Invite hummingbirds into your garden with a feeder just for them.
image by Rinske Blok: sxc.hu
Hummingbirds feed on small insects, but they get the energy to hunt for the bugs from the high sugar content in nectar. While most of their nectar needs are supplied by flowers, filling a hummingbird feeder with a sugar solution similar to nectar gives you the opportunity to view these interesting little birds close-up. Hummingbird feeders are readily available at stores, but save your money and make a feeder from items you already have around the house.
Choose a small, widemouthed jar. Plastic or glass jars are acceptable, but plastic lids are preferred over metal. Remove the label by soaking the jar in hot water then peeling or scraping it off.
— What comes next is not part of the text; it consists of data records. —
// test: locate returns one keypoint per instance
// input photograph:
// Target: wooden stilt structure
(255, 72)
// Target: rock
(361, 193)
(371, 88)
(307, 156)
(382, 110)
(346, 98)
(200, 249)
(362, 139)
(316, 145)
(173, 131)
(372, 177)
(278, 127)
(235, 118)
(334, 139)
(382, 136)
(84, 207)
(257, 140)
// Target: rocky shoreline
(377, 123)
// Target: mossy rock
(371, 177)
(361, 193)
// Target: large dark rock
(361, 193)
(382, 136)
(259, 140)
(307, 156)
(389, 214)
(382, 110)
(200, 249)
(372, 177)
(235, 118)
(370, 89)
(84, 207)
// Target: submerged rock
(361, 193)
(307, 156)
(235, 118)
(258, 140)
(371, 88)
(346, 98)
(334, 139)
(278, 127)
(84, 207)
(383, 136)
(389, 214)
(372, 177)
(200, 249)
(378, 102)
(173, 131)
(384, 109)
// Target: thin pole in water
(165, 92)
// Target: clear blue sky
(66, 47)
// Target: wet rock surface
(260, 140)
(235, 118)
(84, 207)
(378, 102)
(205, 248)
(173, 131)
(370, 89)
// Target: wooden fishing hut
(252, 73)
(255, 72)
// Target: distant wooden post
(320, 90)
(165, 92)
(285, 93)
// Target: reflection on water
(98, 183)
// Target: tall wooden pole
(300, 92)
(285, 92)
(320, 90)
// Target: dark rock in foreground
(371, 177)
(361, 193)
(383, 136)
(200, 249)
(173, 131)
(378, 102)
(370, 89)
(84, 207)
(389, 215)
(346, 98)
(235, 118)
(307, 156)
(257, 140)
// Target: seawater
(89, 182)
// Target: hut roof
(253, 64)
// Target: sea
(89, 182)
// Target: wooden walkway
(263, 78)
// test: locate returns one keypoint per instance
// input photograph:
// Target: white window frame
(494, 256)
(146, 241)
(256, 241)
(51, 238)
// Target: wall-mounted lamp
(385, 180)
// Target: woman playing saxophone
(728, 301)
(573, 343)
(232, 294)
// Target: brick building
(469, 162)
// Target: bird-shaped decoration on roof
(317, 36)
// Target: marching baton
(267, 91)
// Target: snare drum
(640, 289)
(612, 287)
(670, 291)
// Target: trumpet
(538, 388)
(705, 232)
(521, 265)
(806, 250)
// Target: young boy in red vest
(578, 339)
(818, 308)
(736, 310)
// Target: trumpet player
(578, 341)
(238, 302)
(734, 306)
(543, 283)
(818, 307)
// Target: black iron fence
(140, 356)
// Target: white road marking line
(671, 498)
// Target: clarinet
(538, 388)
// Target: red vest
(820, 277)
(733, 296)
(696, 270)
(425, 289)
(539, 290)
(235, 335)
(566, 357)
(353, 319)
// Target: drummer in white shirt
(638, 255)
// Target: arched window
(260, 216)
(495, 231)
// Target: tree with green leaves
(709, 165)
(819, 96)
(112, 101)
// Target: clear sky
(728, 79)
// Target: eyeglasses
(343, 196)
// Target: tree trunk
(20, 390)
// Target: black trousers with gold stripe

Rinse the jar and lid thoroughly in one part bleach to five parts hot water, then rinse both parts in clear water to remove the bleach residue.
Remove the lid from the jar. Poke three to four small holes along one edge with a nail or ice pick. Flip the lid upside down, and sand off any rough edges to avoid cutting the hummingbird's tongue.
Paint red stripes around the outside of the jar. Avoid painting the entire jar, as you need to see the nectar inside.
Wrap a 3-foot length of 18-gauge wire around the jar rim tightly. Twist the wire ends together, leaving a 1 foot length to hang the feeder with.
Mix one part sugar to five parts boiling water until the sugar is completely dissolved. Fill the feeder and place the lid on.
Hang the jar from a hook outside on a tree branch with the wire. Position the jar so it sits at a 45-degree angle with the lid holes near the bottom.
Check for mold and cloudiness every two to three days. Sanitize the feeder with the bleach solution, and refill it if mold or cloudiness are present.
Rinse the feeder well with hot water before every refilling, and sanitize it at least once per month with the bleach solution.